U.S. ginseng, which takes at least five years from seed cultivation to harvest, is considered the most premium product and tops the average selling price in the industry, as the soils in some areas of Wisconsin’s Marathon County are rich in minerals as the result of glacial retreat. The price of four-year-old American ginseng roots can range from $6,000 to $7,000 per barrel, 50% higher than Canadian ginseng and even more expensive than the Chinese product.
China, with more than 2,000 years of history of eating ginseng roots, is the world’s largest market. U.S. ginseng once accounted for 90% of global market share, with annual production of 1.1 million to 1.4 million kilos in the 1980s, but China and Canada have expanded their production capacity since the late 1980s.
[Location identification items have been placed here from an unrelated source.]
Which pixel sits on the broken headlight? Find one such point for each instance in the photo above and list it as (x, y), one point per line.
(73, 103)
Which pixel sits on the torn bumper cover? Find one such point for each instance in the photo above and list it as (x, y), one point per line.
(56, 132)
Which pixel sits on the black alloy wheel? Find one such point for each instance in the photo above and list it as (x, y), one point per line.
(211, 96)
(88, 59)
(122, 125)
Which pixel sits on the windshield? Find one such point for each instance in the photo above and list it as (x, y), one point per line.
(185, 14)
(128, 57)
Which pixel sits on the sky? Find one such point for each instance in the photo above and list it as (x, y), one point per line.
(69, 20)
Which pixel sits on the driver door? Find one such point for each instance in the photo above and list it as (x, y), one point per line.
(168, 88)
Global ginseng production now reaches between 4.5 million and 5.9 million kilos per year, while U.S. ginseng has fallen to about half a million kilos. Last year, U.S. ginseng exports were valued at about $30 million, with China the biggest buyer.
Marathon County used to have more than 1,300 ginseng growers back in the 1980s, but now there are only around 150 left, Hsu said.
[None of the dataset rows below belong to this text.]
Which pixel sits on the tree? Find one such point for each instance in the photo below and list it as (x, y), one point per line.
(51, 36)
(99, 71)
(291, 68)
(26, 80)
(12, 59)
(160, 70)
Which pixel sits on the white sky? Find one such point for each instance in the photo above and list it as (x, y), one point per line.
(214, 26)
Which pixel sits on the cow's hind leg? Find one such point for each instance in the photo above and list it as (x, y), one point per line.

The Chinese government’s increased tariffs on American ginseng is not only a retaliatory measure against the U.S., but also aimed at protecting the Chinese product, according to Hsu. “I am worried that the new tariffs would hurt exports and eventually employment at the farms in the longer term.”
Will Hsu, who took the helm of Hsu’s Ginseng following his father’s retirement, said the average selling prices of U.S. ginseng were at least 15% higher in the Chinese market after the tariff increase. “Imagine how much more room that would give for Chinese ginseng to stretch their market share in the Chinese market?” he said, worrying that consumers would turn to cheaper substitutes.
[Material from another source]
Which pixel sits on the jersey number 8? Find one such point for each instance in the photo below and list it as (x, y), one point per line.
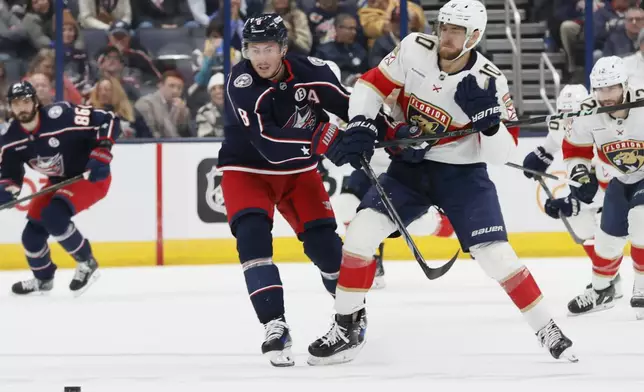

Knowing that competing on price with the Chinese and Canadian products is not the solution, Hsu’s company is developing new ginseng-infused products and aiming at a specific customer profile in China, those that only look for the best ginseng goods. Collaboration with Hon Hai Precision Industry, also known as Foxconn Technology Group, could also be a big help in regaining U.S. ginseng’s market share in Asia.
Foxconn, the world’s largest contract manufacturer, announced a $10 billion investment agreement in July 2017 to build a high tech manufacturing complex in Wisconsin, in the wake of President Donald Trump’s call of bringing manufacturing back from Asia. The Taiwanese company said the project would create 13,000 jobs, with an average annual salary of $54,000, and change the economic landscape of Wisconsin.
Foxconn approached local ginseng growers, including Hsu’s Ginseng, soon after the investment decision last year, as the company was looking for opportunities to export other U.S. products to overseas markets. “Terry Gou [Foxconn chairman] said he’s really interested in American ginseng after talking with my father for just five or six minutes,” the younger Hsu said.
The tech manufacturer established a brand, Hong Seng, to sell premium ginseng products in Asian markets supplied by members of the Ginseng Board of Wisconsin, including Hsu’s Ginseng. Foxconn’s “M” subgroup, which oversees the company’s healthcare-related business, is operating the brand.
Gou is an effective brand ambassador for U.S. ginseng products, ranging from ginseng roots, slices, tea bags, ginseng essence, to ginseng-infused spirits and beer. He has publicly said many times that he and his family have been consumers of U.S. ginseng for a long time.
Gou, who spent the weekend in Wausau visiting Hsu’s farms with his family right after the groundbreaking ceremony for the new plant in June, said that Foxconn could work with the grower to improve production with new technology, such as automation for washing, screening and selecting ginseng roots, according to Paul Hsu.